People often talk about making photographs. They intentionally use the verb ‘make’ as though they mean building and constructing, shaping and moulding, tactile senses, dirty hands. 

But that sentence, I make photographs, in reference to my own work, well it has never sat easily in my mouth. 

I don’t mean this as a criticism. Absolutely, there are artists who make photographs, artists who manipulate scenes digitally, or with with light, direction, and style; artists who create images where they didn’t exist before. 

I kind of want to say ‘make’, too. Because constructing something is an act inherently loaded with value. But, I don’t think that I work like that. I don’t think I make photographs. 

I was thinking about this picture, and how it’s all light and movement. How it’s just a fraction of a second caught, reflected though a lens, burned into celluloid. I didn’t make this. I looked for it, waiting for my girl to swim by me. I tracked this moment. And then, with a click, I caught it.

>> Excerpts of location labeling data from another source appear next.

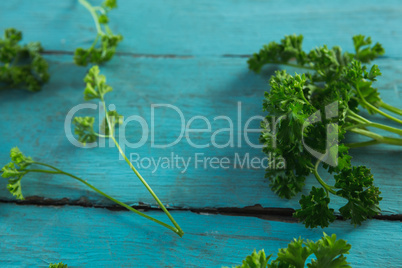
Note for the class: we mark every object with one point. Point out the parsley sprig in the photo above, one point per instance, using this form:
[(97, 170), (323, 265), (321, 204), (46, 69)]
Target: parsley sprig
[(104, 46), (300, 106), (96, 88), (21, 65), (328, 252)]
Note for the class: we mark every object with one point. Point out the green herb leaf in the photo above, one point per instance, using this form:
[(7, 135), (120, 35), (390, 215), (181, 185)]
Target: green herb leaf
[(21, 66)]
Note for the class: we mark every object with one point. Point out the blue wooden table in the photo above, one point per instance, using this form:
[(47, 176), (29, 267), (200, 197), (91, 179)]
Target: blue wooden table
[(190, 54)]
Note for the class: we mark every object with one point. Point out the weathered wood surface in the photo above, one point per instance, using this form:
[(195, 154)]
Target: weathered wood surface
[(188, 54), (87, 237), (199, 86)]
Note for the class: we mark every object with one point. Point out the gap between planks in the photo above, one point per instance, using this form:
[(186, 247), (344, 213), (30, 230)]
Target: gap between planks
[(271, 214)]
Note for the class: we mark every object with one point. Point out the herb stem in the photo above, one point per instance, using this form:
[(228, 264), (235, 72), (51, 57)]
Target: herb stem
[(390, 108), (179, 231), (377, 137), (375, 108), (91, 10), (376, 125), (362, 144), (317, 176), (293, 65)]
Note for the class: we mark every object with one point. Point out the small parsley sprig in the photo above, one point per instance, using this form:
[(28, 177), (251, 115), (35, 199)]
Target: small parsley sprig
[(21, 165), (104, 46), (299, 106), (21, 65), (328, 252), (58, 265)]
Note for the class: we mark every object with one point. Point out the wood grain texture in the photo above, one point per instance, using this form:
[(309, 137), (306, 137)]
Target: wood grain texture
[(200, 86), (86, 237), (208, 27)]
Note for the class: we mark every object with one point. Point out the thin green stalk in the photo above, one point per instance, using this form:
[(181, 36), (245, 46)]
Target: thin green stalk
[(359, 117), (376, 109), (323, 184), (362, 144), (377, 137), (294, 65), (58, 171), (179, 230), (390, 108), (376, 125), (91, 10)]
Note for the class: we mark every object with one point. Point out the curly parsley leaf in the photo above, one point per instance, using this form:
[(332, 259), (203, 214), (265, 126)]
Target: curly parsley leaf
[(96, 86), (308, 116), (314, 209), (21, 66), (105, 44), (329, 252), (295, 254), (84, 129), (15, 171), (255, 260), (356, 185), (57, 265)]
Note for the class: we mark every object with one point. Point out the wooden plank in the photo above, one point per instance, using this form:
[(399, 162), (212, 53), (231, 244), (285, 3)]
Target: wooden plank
[(208, 27), (198, 86), (34, 236)]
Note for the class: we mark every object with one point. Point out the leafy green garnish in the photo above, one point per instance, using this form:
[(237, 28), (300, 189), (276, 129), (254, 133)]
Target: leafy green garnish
[(96, 88), (328, 252), (21, 66), (105, 43), (58, 265), (314, 111)]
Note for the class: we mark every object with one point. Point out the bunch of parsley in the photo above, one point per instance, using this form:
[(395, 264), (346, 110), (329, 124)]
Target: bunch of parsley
[(312, 112), (21, 165), (328, 251), (104, 46), (21, 65)]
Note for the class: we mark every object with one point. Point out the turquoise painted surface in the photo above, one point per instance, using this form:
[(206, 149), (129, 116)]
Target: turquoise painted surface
[(86, 237), (186, 54), (199, 86)]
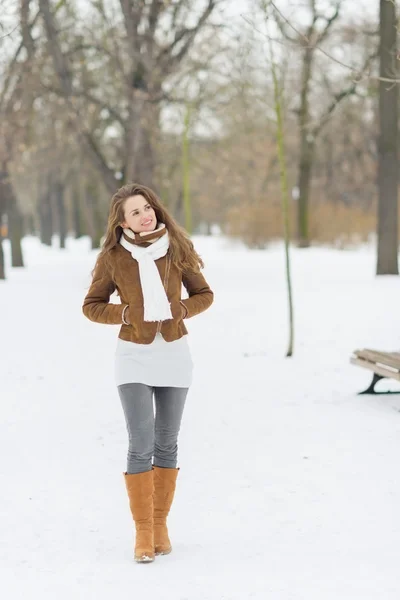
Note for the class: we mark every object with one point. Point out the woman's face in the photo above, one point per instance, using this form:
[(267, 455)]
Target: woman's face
[(139, 215)]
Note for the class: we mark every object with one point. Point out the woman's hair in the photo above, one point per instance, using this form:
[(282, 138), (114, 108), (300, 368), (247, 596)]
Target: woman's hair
[(181, 249)]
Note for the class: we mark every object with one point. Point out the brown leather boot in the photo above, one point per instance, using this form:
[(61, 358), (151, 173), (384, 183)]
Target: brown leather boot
[(164, 490), (140, 489)]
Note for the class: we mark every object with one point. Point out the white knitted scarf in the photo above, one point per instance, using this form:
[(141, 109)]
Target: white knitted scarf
[(156, 304)]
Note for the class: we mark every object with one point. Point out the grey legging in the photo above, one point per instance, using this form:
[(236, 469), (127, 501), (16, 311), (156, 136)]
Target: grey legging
[(148, 435)]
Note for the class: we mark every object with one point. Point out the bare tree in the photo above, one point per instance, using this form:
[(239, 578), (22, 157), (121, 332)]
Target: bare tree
[(310, 123), (387, 262), (158, 37)]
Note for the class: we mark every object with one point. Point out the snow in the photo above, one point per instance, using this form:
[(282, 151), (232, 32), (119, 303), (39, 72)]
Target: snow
[(289, 486)]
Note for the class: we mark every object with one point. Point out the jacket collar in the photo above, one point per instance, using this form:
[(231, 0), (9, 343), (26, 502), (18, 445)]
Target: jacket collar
[(144, 238)]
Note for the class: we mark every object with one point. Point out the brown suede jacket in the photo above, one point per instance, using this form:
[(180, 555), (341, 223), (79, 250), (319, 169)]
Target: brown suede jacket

That’s the way I think I work best. I want to look, to study, to see something. I want to capture what is there, what already exists: be it a particular quality of light; a sense of momentum; a emotion; a feeling. I want to catch something that is real and true, that is weighted with emotion. I want to net a butterfly and pin it down. I want to make still and solid something that is otherwise fugitive, ephemeral, barely perceptible. 

I guess what I’m saying is that I don’t make photographs. I wait for them, I stalk them, I hunt them.